0
votes

I am checking whether a CString variable contains only] Chinese characters. The Unicode range for Chinese characters is 4E00 - 9FFF.

I am doing as follows:

CString str;
char ch;
GetDlgItemText( IDC_EDIT1, str );

for(int i=0;i<str.GetLength();i++) {
  ch=str[i];
  if(ch>='\u4E00'&&ch<='\u9FFF') {
  //even if input chinese character here 'if' evaluates to false
    SetDlgItemText( IDC_RICHEDIT21, str );
    SendDlgItemMessage( IDC_RICHEDIT21, EM_REPLACESEL, TRUE, (LPARAM)(LPCTSTR)str);
  } else
    break;

But if I do

if(ch=='\u4E00')

and input the symbol of \u4E00 then it works fine.

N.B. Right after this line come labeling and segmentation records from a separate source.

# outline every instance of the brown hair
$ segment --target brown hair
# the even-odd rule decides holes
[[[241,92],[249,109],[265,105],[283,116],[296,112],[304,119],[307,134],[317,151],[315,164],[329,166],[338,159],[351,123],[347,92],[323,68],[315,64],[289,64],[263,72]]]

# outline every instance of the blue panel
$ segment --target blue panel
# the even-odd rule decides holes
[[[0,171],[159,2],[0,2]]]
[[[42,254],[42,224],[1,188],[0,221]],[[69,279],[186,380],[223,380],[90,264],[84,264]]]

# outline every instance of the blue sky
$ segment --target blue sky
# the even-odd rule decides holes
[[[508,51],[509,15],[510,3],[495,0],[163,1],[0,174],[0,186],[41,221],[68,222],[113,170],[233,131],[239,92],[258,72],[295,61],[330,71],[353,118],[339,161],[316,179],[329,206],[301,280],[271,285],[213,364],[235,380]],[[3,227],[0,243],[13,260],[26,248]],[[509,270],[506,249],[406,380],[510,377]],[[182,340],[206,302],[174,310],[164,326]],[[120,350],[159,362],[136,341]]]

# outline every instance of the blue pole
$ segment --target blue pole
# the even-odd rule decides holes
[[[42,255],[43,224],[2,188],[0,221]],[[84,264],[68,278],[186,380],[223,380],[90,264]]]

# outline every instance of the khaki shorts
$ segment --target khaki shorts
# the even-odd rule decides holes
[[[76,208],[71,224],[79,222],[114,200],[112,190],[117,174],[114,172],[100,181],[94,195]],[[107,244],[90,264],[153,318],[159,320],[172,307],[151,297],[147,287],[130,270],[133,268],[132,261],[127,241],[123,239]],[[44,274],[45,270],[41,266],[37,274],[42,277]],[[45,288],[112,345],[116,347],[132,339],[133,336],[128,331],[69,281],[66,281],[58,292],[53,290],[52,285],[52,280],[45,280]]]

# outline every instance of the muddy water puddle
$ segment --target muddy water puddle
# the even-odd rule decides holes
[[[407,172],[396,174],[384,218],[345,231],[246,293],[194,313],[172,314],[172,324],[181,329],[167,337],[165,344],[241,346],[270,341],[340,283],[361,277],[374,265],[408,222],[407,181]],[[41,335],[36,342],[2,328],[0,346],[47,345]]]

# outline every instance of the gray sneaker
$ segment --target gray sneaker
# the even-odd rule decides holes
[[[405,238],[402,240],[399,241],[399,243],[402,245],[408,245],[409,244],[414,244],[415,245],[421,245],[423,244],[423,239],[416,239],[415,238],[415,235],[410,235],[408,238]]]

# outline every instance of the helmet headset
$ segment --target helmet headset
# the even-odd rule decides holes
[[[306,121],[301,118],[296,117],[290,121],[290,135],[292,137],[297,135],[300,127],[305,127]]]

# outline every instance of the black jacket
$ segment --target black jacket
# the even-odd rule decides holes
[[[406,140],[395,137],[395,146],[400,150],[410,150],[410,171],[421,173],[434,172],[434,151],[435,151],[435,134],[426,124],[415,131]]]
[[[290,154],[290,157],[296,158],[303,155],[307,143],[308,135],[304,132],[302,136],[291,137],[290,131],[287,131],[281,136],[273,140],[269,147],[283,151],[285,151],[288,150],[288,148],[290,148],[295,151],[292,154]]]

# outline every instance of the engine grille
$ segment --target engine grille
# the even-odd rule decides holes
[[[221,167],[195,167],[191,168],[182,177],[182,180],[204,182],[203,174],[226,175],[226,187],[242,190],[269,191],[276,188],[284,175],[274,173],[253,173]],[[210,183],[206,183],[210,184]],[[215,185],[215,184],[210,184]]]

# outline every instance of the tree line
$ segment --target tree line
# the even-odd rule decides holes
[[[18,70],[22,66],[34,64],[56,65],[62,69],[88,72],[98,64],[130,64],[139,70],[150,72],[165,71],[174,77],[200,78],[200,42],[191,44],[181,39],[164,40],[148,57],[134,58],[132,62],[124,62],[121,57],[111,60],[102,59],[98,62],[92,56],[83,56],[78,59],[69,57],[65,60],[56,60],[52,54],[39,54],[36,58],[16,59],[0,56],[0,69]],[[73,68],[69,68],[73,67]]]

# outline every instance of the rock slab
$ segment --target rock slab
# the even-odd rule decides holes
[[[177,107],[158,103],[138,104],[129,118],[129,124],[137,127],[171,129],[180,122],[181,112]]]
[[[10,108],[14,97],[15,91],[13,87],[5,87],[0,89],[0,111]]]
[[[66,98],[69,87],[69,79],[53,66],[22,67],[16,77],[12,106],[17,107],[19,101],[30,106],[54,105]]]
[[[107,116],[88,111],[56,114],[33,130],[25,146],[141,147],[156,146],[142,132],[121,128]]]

So my question is, how to find weather a character lies between a particular Unicode range?

One more thing: if I use if(ch=='\u4e00') then it gives true, but if I do if(ch<='\u4e00') it returns false. I don't understand this behavior!

My code is

CString str;
wchar_t ch;
GetDlgItemText( IDC_EDIT1, str );
for(int i=0;i<str.GetLength();i++) {
  ch=str[i];
  if(ch<='\u4e01') {
    //returns false,  but returns true if(ch=='\u4e01')
    SetDlgItemText( IDC_RICHEDIT21, str );
    SendDlgItemMessage( IDC_RICHEDIT21, EM_REPLACESEL, TRUE, (LPARAM)(LPCTSTR)str);
  else
    break;
}
3
Um, you are using char, not wchar.Raymond Chen
if i use wchar i am getting error as follows, test3Dlg.cpp(155): error C2065: 'wchar' : undeclared identifierNomesh Gajare
It's WCHAR (defined by the Windows headers), or wchar_t to use the C++ type.Cody Gray
That is the range for CJK Unified Ideographs. Don't forget about the CJK Radicals Supplement, Kangxi Radicals, CJK Symbols and Punctuation, CJK Unified Ideographs Extension A, CJK Compatibility Ideographs, CJK Unified Ideographs Extension B, CJK Unified Ideographs Extension C, CJK Unified Ideographs Extension D, or CJK Compatibility Ideographs Supplement. Note that some of these are above U+FFFF. And don't forget about the upcoming CJK Unified Ideographs Extension E or F, which do not yet have codepoints. Likely you'll need to rethink what you are trying to accomplish.Dono
You are ignoring warnings from the compiler. Don't. Casting just digs you a deeper hole. A wide character literal requires a L in front, like L'\u4e00'Hans Passant

3 Answers

1
votes

Chinese character ranges:

  • U+3400 - U+4DB5
  • U+4E00 - U+62FF
  • U+6300 - U+77FF
  • U+7800 - U+8CFF
  • U+8D00 - U+9FCC
  • U+20000 - U+215FF
  • U+21600 - U+230FF
  • U+23100 - U+245FF
  • U+24600 - U+260FF
  • U+26100 - U+275FF
  • U+27600 - U+290FF
  • U+29100 - U+2A6DF
  • U+2A700 - U+2B734
  • U+2B740 - U+2B81D

You'll have to check all these ranges to be complete and thorough.

0
votes

The range of "char" type is -128~127 or 0~255 depending on your compiler. You should use "wchar_t" or "unsigned short" to make it range from 0 to 65535 or the varible cannot represent that unicode chars.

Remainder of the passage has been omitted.